How to deliver feedback

How to deliver feedback


When an employee is skipping work, missing deadlines or is as useful as a glass hammer it’s enough to pull your hair out. Don’t stay quiet and hope they snap out of it on their own. This way isn’t going to benefit your business or your blood pressure. Giving someone the chance to improve is a hell of a lot easier than firing someone. If you're a small business and afford to lose an employee you can find support here


Nah, we're not talking about the last sandwich at the servo. Many managers use the 'shit sandwich' as a way to soften the blow of negative feedback. Positive + negative + positive = shit sandwich! 

In a study by Ayelet Fishbach, a professor of behavioural science at the University of Chicago, divided her class into two groups. Half the class gave negative feedback to the other half. Surprisingly, the group that received negative feedback thought they were doing great! 

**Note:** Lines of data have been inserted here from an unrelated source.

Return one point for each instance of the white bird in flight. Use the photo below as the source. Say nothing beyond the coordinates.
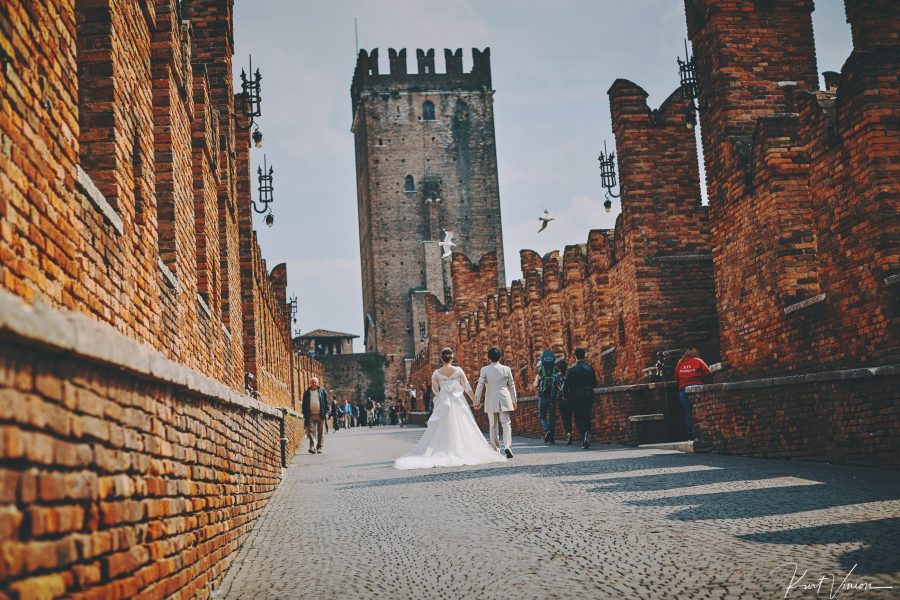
(447, 244)
(545, 220)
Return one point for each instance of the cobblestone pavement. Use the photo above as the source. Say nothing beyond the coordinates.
(559, 522)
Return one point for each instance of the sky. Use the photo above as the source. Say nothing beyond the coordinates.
(552, 64)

When you serve up a fresh, hot shit sandwich to someone, they're more likely to walk away talking about the bread. 


  1. Note the behaviour that's holding the employee back.
  2. Explain why the behaviour is causing a problem.
  3. Have the person reflect back on the importance of the behaviour.
  4. Finally, let them figure out how to fix it. 

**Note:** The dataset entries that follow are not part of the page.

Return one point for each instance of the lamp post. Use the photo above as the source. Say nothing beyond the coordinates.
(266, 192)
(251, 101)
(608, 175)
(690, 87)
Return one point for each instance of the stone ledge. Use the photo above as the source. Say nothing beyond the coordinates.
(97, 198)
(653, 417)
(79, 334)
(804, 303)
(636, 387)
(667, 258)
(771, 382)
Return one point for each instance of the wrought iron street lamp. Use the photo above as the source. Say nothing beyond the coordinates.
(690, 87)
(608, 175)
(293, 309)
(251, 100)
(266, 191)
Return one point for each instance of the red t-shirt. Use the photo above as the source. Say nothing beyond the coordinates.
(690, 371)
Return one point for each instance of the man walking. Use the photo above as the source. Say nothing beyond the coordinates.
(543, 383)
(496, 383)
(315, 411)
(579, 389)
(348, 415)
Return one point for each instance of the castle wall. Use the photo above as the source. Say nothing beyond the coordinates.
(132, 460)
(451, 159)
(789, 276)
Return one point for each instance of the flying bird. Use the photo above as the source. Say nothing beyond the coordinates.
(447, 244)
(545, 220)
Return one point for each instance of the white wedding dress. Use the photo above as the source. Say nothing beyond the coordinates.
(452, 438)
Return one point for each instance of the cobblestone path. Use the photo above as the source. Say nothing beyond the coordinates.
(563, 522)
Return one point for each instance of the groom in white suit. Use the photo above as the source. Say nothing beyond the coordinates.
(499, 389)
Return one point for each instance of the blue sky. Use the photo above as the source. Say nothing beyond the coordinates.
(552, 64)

Employees aren't all the same. Shocking we know. So why deliver feedback the same? One of the biggest mistakes employers make is delivering feedback in the same way to different people. 

A way to correct this is to tailor your tone to the employee's personality. For example, a more experienced employee might seek out negative feedback as a way to improve. New employees would enjoy constructive feedback to build up confidence in their work. If you're having issues with an apprentice, we have a post on How To Get The Best Out Of Your Apprentice.


Feedback shouldn't be used to punish or blame the employee. Provide clear, specific guidelines on what is acceptable and not in the workplace. And explain why. 

It turns out that negative feedback isn’t always effective at improving employee performance.

Instead of pointing out someone’s weaknesses, try praising them when they do something good. When you highlight their strengths, they’ll feel valued and will actually work harder.